While the experts agree that DDoS attacks are growing in size, pinning down an average number is difficult. Prolexic is seeing average attack sizes at 48.25 Gbps, whereas Arbor's Q1 2013 data pegged the average size of an attack at 1.77 Gbps. Prince noted that CloudFlare sees DDoS attacks that exceed 30 Gbps to 40 Gbps on a daily basis, though he hesitated to give out averages because "there are just too many variables that are moving."
The discrepancy seems to exist, at least in part, because both Prolexic and CloudFlare are cloud-infrastructure companies focused on DDoS mitigation. That means they generally will deal with an attack only when it's already out of hand. In contrast, Arbor provides on-premises products geared to DDoS detection, with its highest-capacity box containing a 40-Gbps port. Morales pointed out that Arbor's offerings are scalable up to 2 Tbps and that there has yet to be an attack that is capable of overwhelming that sort of capacity, though it's always possible that a particular deployment could be overwhelmed.
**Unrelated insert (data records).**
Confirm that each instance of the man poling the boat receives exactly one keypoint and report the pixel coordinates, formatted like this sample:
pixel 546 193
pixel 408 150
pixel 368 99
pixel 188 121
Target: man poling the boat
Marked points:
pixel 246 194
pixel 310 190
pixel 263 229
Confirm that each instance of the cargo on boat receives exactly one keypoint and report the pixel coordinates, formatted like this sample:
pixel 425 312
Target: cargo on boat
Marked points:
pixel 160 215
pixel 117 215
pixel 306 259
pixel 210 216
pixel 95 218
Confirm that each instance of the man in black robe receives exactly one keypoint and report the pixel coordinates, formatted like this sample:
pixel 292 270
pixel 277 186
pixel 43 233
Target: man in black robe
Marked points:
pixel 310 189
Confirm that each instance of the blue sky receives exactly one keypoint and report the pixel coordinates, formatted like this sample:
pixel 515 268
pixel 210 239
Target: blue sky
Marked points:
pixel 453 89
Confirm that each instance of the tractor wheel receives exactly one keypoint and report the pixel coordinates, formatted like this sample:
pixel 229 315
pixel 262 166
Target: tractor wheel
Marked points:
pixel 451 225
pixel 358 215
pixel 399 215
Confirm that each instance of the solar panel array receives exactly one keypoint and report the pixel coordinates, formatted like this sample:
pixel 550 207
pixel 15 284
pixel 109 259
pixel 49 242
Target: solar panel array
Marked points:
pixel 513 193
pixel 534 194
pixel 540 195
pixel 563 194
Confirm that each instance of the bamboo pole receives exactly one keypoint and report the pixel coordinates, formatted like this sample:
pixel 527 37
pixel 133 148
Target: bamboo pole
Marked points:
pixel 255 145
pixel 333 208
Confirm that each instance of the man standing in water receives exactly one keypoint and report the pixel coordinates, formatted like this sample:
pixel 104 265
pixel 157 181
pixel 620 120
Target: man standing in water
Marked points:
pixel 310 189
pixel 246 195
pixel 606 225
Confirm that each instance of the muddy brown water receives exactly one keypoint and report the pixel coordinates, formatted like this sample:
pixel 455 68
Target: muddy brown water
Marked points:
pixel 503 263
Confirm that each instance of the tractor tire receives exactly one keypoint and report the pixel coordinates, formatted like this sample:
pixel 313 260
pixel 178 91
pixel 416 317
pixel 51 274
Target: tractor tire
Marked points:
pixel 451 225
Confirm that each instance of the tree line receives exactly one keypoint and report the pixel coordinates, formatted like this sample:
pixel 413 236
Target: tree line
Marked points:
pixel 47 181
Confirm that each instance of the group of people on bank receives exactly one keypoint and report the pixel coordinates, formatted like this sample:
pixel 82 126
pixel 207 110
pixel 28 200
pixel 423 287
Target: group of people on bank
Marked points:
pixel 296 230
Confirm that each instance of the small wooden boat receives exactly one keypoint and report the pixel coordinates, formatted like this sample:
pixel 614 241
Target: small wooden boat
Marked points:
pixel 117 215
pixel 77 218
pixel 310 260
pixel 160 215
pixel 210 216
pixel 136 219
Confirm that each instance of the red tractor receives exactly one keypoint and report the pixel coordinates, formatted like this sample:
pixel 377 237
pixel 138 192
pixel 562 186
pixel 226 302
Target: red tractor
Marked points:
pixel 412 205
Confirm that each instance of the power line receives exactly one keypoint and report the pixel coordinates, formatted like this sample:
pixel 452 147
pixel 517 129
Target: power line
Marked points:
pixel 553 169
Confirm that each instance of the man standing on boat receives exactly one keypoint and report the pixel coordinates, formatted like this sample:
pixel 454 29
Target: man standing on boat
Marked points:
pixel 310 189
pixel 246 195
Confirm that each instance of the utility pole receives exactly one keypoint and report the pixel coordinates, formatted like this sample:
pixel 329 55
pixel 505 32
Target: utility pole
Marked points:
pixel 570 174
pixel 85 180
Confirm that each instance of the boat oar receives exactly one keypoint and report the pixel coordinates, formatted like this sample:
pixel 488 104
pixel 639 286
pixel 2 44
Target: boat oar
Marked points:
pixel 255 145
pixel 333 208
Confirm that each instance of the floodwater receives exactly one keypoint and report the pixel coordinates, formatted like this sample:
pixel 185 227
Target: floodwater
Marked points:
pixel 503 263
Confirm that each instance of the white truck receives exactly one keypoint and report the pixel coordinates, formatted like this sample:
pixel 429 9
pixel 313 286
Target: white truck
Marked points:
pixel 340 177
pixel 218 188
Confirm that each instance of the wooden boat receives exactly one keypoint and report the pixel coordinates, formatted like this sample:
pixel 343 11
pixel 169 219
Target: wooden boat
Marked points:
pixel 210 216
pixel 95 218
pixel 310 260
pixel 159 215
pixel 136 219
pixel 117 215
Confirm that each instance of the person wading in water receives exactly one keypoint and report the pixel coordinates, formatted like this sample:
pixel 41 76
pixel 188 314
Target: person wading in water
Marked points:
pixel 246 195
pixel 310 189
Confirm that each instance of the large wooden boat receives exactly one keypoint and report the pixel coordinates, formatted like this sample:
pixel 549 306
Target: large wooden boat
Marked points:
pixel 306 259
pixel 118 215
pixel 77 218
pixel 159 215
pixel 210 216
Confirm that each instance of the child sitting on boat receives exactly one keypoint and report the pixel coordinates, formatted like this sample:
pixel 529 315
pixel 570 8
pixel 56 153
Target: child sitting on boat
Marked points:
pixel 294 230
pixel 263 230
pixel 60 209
Despite Arbor's confidence in its on-premises products, the vendor also seems to have a foot firmly planted in the cloud-based DDoS mitigation arena. Arbor is the driving force behind the Cloud Signaling Coalition, a consortium of Internet service providers (ISPs) and enterprises running Arbor's equipment that are focused on mitigating DDoS threats. Arbor's on-premises devices allow enterprise customers to call cloud providers (in this case, mostly run by the ISPs) for help when bandwidth limits have been exceeded.
"They can basically say, 'Hey, I'm under attack. I need help. Please help me.'" Morales said. "It enables enterprise providers to work extremely closely together to mitigate attacks that would be impossible for an organization with a small overhead."